Fed officials are keeping a close eye on inflation numbers as they try to determine their next steps. Policymakers have raised interest rates to 5.25 to 5.5 percent, up from near zero in March 2022.

They are now debating whether a final quarter-point rate hike is necessary — and Tuesday’s report led many investors and economists to speculate that a final hike is unlikely.

Stocks rose sharply after the new figures, with the S&P 500 up more than 1 percent in the hours after the report was released. The lower inflation figures have raised investor hopes that the Fed will keep interest rates stable: yields on two-year government bonds, which are sensitive to changes in interest rate expectations, fell significantly after the release.

“There may be bumps along the way, but I’m really encouraged by the reading,” said Kathy Bostjancic, Nationwide’s chief economist. “It reduces the pressure on policymakers to raise interest rates further.”

Officials have made clear that they expect to leave interest rates at high levels even if they stop raising them, hoping to maintain steady downward pressure on consumer and business demand by making it more expensive to borrow money to borrow.

And despite progress in curbing inflation, central bankers may hesitate to declare victory.

For starters, they’re not completely out of the woods. Consumer and investor inflation expectations could become a concern for Fed officials if they continue to rise, for example. This is evident from a five-year measure from the University of Michigan pushed higherlike some market-oriented meters. Policymakers have so far struck an optimistic tone about these changes.

Officials also tend not to stick with one or two good numbers because they worry that profits could reverse.

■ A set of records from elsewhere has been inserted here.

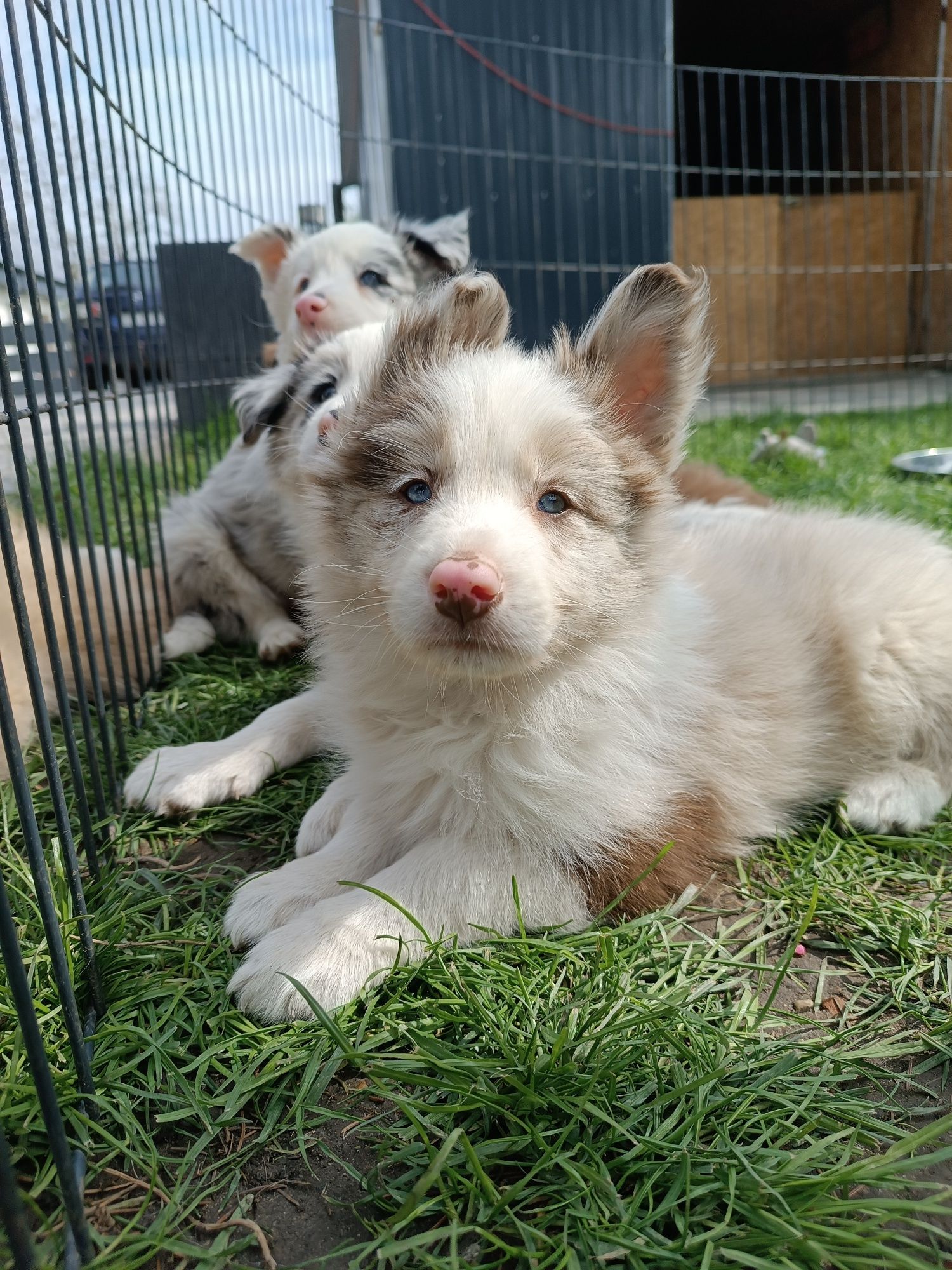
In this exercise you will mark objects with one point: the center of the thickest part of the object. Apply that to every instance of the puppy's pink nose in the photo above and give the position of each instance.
(464, 590)
(309, 311)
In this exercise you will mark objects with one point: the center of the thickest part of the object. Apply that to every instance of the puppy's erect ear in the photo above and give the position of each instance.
(468, 312)
(263, 401)
(266, 250)
(651, 340)
(440, 247)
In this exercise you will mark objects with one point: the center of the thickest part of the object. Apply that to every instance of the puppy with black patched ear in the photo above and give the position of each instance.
(232, 545)
(319, 285)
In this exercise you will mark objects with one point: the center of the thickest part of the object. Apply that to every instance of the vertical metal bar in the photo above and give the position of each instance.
(868, 297)
(785, 222)
(826, 196)
(557, 143)
(130, 525)
(63, 694)
(930, 190)
(887, 239)
(143, 257)
(100, 384)
(191, 450)
(78, 464)
(746, 205)
(12, 1213)
(808, 267)
(27, 1018)
(770, 242)
(29, 821)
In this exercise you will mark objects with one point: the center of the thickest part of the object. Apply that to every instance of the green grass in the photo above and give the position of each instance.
(643, 1097)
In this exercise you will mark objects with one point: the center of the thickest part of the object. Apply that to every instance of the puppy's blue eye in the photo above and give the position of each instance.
(418, 492)
(553, 502)
(324, 393)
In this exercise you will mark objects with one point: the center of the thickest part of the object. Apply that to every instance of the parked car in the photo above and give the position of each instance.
(128, 314)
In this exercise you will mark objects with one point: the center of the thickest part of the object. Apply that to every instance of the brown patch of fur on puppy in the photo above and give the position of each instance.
(706, 483)
(697, 826)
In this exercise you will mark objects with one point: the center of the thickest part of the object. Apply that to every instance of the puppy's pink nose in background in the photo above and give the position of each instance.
(464, 590)
(309, 311)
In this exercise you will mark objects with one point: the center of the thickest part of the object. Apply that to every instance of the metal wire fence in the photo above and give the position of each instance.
(143, 140)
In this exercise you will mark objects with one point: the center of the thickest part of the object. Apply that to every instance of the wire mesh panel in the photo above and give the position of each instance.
(818, 204)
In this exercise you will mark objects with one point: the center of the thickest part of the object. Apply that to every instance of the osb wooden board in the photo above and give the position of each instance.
(817, 285)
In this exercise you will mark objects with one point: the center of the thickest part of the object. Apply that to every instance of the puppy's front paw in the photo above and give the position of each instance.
(272, 900)
(280, 638)
(323, 820)
(178, 779)
(333, 962)
(899, 802)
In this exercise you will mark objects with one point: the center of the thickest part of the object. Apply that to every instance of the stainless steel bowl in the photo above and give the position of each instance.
(930, 463)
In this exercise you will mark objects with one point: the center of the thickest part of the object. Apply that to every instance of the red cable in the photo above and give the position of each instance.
(531, 92)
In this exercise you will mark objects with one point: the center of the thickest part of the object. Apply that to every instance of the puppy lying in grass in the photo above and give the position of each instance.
(538, 675)
(318, 285)
(232, 545)
(229, 545)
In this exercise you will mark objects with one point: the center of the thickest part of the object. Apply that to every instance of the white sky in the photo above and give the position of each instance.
(241, 129)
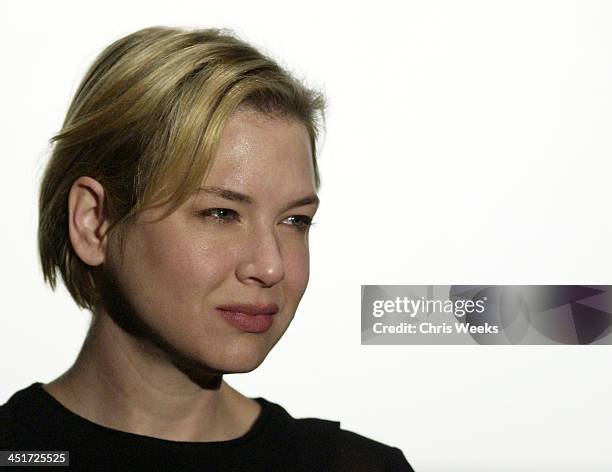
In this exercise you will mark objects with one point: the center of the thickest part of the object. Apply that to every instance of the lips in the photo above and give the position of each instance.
(251, 308)
(248, 317)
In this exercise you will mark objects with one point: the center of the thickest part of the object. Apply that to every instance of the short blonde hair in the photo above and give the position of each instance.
(145, 122)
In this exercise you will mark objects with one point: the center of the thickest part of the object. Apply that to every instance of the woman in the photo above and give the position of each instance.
(176, 207)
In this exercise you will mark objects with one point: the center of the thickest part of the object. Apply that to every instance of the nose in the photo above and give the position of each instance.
(262, 262)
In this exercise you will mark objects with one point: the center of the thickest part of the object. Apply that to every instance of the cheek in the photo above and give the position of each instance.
(174, 270)
(297, 269)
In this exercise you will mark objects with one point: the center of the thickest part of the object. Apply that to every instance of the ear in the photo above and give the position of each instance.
(87, 221)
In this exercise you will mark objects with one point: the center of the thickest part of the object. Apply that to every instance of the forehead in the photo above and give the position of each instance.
(257, 150)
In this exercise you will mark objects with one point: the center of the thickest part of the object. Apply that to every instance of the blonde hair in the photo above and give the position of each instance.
(145, 122)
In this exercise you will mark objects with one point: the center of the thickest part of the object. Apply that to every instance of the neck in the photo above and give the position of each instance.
(126, 383)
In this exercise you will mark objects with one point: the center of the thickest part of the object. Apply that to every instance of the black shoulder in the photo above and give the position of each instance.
(7, 426)
(348, 451)
(359, 453)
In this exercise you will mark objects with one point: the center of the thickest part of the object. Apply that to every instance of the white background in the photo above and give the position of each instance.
(468, 143)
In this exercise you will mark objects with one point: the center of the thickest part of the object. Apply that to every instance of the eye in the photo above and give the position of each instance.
(300, 222)
(220, 215)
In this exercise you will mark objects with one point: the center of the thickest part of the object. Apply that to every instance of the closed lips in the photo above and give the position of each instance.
(251, 309)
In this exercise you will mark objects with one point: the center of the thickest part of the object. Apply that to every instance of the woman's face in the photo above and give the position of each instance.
(240, 240)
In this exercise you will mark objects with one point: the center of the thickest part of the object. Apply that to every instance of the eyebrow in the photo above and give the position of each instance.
(241, 198)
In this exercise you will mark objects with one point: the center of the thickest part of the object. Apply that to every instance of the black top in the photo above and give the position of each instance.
(33, 420)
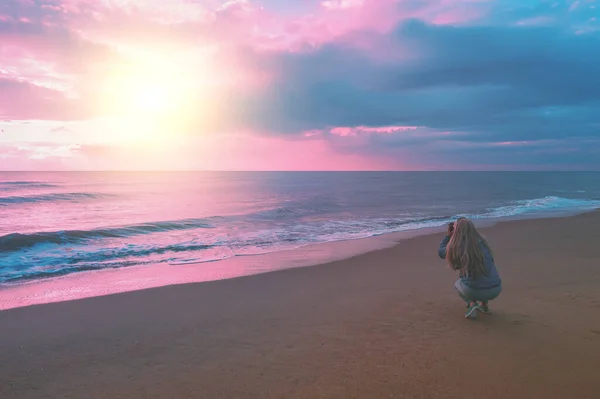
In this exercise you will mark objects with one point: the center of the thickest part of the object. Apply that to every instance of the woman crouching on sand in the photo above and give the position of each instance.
(469, 253)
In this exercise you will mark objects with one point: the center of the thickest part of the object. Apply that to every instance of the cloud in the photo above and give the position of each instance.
(23, 100)
(526, 82)
(479, 81)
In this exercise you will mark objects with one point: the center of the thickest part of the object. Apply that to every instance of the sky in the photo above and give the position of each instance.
(299, 85)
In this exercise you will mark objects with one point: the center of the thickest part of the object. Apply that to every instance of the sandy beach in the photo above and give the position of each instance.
(386, 324)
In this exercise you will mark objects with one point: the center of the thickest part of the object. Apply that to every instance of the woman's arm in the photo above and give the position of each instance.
(442, 248)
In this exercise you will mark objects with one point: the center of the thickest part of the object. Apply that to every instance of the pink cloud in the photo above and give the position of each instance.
(24, 100)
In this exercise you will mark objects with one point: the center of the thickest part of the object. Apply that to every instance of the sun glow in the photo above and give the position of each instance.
(156, 97)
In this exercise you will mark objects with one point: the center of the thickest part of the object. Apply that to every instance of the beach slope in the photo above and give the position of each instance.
(387, 324)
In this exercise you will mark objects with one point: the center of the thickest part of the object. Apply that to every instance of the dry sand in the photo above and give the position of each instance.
(387, 324)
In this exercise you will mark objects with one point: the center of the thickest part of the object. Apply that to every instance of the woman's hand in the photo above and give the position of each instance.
(450, 229)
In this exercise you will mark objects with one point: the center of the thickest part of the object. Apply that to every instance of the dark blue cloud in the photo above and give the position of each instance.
(520, 82)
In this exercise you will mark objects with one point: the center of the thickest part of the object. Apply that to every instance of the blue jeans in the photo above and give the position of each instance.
(468, 294)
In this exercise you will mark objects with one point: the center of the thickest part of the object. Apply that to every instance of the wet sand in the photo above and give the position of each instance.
(386, 324)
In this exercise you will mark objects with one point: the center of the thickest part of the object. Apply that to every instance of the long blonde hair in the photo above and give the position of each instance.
(465, 250)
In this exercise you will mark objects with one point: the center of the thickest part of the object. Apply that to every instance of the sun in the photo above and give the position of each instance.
(153, 98)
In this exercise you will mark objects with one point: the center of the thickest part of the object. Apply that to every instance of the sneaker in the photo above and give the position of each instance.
(484, 308)
(472, 311)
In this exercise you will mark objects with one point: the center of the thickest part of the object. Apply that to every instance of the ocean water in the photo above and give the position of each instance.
(58, 223)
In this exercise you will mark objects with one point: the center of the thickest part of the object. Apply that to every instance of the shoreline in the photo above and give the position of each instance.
(383, 324)
(89, 284)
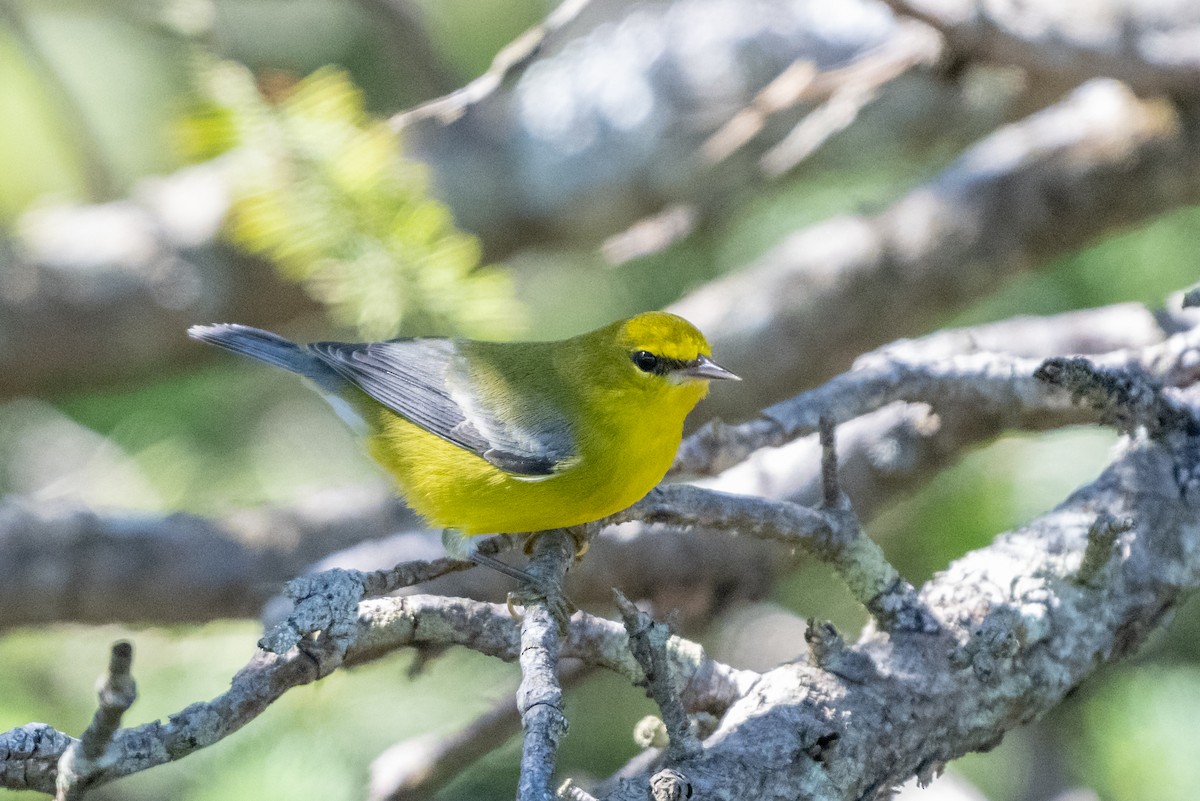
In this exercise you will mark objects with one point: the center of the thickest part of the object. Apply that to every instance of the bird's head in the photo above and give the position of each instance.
(665, 350)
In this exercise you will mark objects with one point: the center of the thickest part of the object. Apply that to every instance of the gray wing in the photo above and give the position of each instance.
(425, 381)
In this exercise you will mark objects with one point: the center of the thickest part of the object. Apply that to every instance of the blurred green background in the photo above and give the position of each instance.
(96, 95)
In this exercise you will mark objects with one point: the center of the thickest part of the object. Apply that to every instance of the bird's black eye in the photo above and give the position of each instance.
(646, 361)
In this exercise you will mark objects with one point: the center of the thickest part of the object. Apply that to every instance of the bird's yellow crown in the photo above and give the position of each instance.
(663, 335)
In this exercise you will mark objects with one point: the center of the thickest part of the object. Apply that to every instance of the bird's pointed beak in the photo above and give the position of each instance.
(706, 367)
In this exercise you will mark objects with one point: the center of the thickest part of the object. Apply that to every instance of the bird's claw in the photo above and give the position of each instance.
(556, 601)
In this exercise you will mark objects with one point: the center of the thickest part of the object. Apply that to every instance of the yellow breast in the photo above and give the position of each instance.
(622, 455)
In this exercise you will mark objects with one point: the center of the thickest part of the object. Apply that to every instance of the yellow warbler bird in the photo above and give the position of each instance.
(493, 438)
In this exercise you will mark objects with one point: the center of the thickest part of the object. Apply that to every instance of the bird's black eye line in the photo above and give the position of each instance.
(649, 362)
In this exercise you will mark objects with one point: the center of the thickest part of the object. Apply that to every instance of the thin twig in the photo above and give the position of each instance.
(88, 758)
(648, 643)
(418, 769)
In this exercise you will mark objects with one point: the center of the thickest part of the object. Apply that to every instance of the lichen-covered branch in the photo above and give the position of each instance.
(1019, 633)
(1099, 160)
(29, 754)
(228, 567)
(1012, 627)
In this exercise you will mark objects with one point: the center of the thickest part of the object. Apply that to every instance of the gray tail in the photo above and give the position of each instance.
(270, 348)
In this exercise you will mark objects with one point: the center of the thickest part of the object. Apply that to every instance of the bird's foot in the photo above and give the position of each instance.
(579, 535)
(556, 601)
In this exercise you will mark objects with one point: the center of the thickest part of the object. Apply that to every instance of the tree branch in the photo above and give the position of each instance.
(1030, 192)
(1151, 47)
(232, 566)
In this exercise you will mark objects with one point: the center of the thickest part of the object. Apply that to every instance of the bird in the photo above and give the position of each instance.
(509, 438)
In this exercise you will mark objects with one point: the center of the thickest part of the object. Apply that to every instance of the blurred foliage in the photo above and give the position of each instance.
(324, 192)
(76, 74)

“We know that continued progress toward our 2 percent goal is not assured: inflation has given us some head fakes,” Fed Chairman Jerome H. Powell said last week.

But many economists expect inflation to fall further in 2024. Analysts at Goldman Sachs predicted in a research note this week that there will be “further disinflation in the pipeline,” coming from the auto, rental and labor markets.

For now, Mr. Goldberg said policymakers will likely turn their attention to economic growth, waiting for signs that it is slowing to a sustainable pace.

Assuming demand weakens as expected, this should prompt consumers to become or remain price sensitive, forcing retailers and service providers to either charge less or risk scaring off shoppers.

This shift is already clear for some goods providers. Rachel Glaser, chief financial officer of online craft marketplace Etsy, said during a recent presentation that the platform traditionally competed by offering unique products, rather than lower prices. But now that consumers are proving to be increasingly picky, that is changing.

“We haven’t really competed or tried to compete on price,” she said during a presentation in September. “But in this environment we started to invest a little bit in discounts.”

Leave A Reply

Your email address will not be published.